Jules Verne

Alors le malheureux navire s'enfonça plus rapidement. Ses hunes, chargées de victimes, apparurent, ensuite des barres, pliant sous des grappes d'hommes. enfin le sommet de son grand mât. Puis, la masse sombre disparut, et avec elle cet équipage de cadavres entraînés par un formidable remous...

Je me retournai vers le capitaine Nemo. Ce terrible justicier, véritable archange de la haine, regardait toujours. Quand tout fut fini, le capitaine Nemo, se dirigeant vers la porte de sa chambre, l'ouvrit et entra. Je le suivis des yeux.

Sur le panneau du fond, au-dessous des portraits de ses héros, je vis le portrait d'une femme jeune encore et de deux petits enfants. Le capitaine Nemo les regarda pendant quelques instants, leur tendit les bras, et, s'agenouillant. il fondit en sanglots.

XXII

LES DERNIÈRES PAROLES DU CAPITAINE NEMO

Les panneaux s'étaient refermés sur cette vision effrayante, mais la lumière n'avait pas été rendue au salon.

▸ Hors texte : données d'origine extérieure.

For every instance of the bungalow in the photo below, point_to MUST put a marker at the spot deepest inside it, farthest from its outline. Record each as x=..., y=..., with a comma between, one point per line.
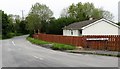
x=92, y=27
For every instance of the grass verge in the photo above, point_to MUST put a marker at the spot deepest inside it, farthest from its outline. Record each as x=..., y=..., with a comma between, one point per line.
x=56, y=46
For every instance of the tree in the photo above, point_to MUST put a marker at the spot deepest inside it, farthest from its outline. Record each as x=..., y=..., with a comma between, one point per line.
x=6, y=26
x=39, y=14
x=107, y=15
x=84, y=11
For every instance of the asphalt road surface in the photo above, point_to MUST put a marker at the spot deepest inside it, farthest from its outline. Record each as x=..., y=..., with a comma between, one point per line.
x=18, y=52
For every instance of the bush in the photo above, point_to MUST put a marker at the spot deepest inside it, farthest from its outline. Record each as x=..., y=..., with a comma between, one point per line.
x=0, y=36
x=10, y=35
x=57, y=46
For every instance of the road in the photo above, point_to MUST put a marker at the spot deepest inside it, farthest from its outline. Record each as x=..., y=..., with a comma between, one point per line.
x=18, y=52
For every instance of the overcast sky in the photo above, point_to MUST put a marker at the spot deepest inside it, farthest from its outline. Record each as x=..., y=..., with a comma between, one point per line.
x=15, y=6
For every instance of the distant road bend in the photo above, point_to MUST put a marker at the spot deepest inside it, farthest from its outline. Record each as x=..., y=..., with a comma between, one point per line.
x=18, y=52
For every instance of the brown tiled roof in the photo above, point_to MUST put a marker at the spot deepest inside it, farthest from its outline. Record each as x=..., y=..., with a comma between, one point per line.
x=79, y=25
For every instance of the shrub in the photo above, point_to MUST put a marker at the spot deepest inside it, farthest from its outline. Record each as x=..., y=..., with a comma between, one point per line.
x=36, y=41
x=10, y=35
x=58, y=46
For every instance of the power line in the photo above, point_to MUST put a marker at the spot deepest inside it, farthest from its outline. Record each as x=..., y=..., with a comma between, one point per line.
x=22, y=14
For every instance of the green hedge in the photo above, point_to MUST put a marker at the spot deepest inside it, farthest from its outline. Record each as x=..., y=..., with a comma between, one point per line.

A l'intérieur du _Nautilus_, ce n'étaient que ténèbres et silence. Il quittait ce lieu de désolation, à cent pieds sous les eaux, avec une rapidité prodigieuse. Où allait-il ? Au nord ou au sud ? Où fuyait cet homme après cette horrible représaille ?

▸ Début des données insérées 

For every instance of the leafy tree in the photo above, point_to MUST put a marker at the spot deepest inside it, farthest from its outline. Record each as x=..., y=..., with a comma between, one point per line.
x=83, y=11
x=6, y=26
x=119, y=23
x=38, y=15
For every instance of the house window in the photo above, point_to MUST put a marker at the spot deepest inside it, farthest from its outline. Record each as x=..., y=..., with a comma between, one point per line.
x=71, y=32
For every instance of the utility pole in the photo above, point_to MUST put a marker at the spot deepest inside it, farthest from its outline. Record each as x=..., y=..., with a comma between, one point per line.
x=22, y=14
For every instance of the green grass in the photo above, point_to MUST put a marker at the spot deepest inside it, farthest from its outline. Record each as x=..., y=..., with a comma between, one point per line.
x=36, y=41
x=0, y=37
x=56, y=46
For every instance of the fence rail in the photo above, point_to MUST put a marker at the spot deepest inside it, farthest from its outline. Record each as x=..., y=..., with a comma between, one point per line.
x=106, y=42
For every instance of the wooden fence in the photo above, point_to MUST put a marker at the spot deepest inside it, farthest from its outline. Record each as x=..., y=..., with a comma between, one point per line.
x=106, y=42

J'étais rentré dans ma chambre où Ned et Conseil se tenaient silencieusement. J'éprouvais une insurmontable horreur pour le capitaine Nemo. Quoi qu'il eût souffert de la part des hommes, il n'avait pas le droit de punir ainsi. Il m'avait fait, sinon le complice, du moins le témoin de ses vengeances ! C'était déjà trop.

A onze heures, la clarté électrique réapparut. Je passai dans le salon. Il était désert. Je consultai les divers instruments. Le _Nautilus_ fuyait dans le nord avec une rapidité de vingt-cinq milles à l'heure, tantôt à la surface de la mer, tantôt à trente pieds au-dessous.

Relèvement fait sur la carte, je vis que nous passions à l'ouvert de la Manche, et que notre direction nous portait vers les mers boréales avec une incomparable vitesse.

A peine pouvais-je saisir à leur rapide passage des squales au long nez, des squales-marteaux, des roussettes qui fréquentent ces eaux, de grands aigles de mer, des nuées d'hippocampes, semblables aux cavaliers du jeu d'échecs, des anguilles s'agitant comme les serpenteaux d'un feu d'artifice, des armées de crabes qui fuyaient obliquement en croisant leurs pinces sur leur carapace, enfin des troupes de marsouins qui luttaient de rapidité avec le _Nautilus_. Mais d'observer, d'étudier, de classer, il n'était plus question alors.

Le soir, nous avions franchi deux cents lieues de l'Atlantique. L'ombre se fit, et la mer fut envahie par les ténèbres jusqu'au lever de la lune.

Je regagnai ma chambre. Je ne pus dormir. J'étais assailli de cauchemars. L'horrible scène de destruction se répétait dans mon esprit.

Depuis ce jour, qui pourra dire jusqu'où nous entraîna le _Nautilus_dans ce bassin de l'Atlantique nord ? Toujours avec une vitesse inappréciable ! Toujours au milieu des brumes hyperboréennes ! Toucha-t-il aux pointes du Spitzberg, aux accores de la Nouvelle-Zemble ? Parcourut-il ces mers ignorées, la mer Blanche, la mer de Kara, le golfe de l'Obi, l'archipel de Liarrov, et ces rivages inconnus de la côte asiatique ? Je ne saurais le dire. Le temps qui s'écoulait je ne pouvais plus l'évaluer. L'heure avait été suspendue aux horloges du bord. Il semblait que la nuit et le jour, comme dans les contrées polaires, ne suivaient plus leur cours régulier. Je me sentais entraîné dans ce domaine de l'étrange où se mouvait à l'aise l'imagination surmenée d'Edgard Poë. A chaque instant, je m'attendais à voir, comme le fabuleux Gordon Pym, « cette figure humaine voilée, de proportion beaucoup plus vaste que celle d'aucun habitant de la terre, jetée en travers de cette cataracte qui défend les abords du pôle » !

J'estime -- mais je me trompe peut-être , j'estime que cette course aventureuse du _Nautilus_ se prolongea pendant quinze ou vingt jours, et je ne sais ce qu'elle aurait duré, sans la catastrophe qui termina ce voyage.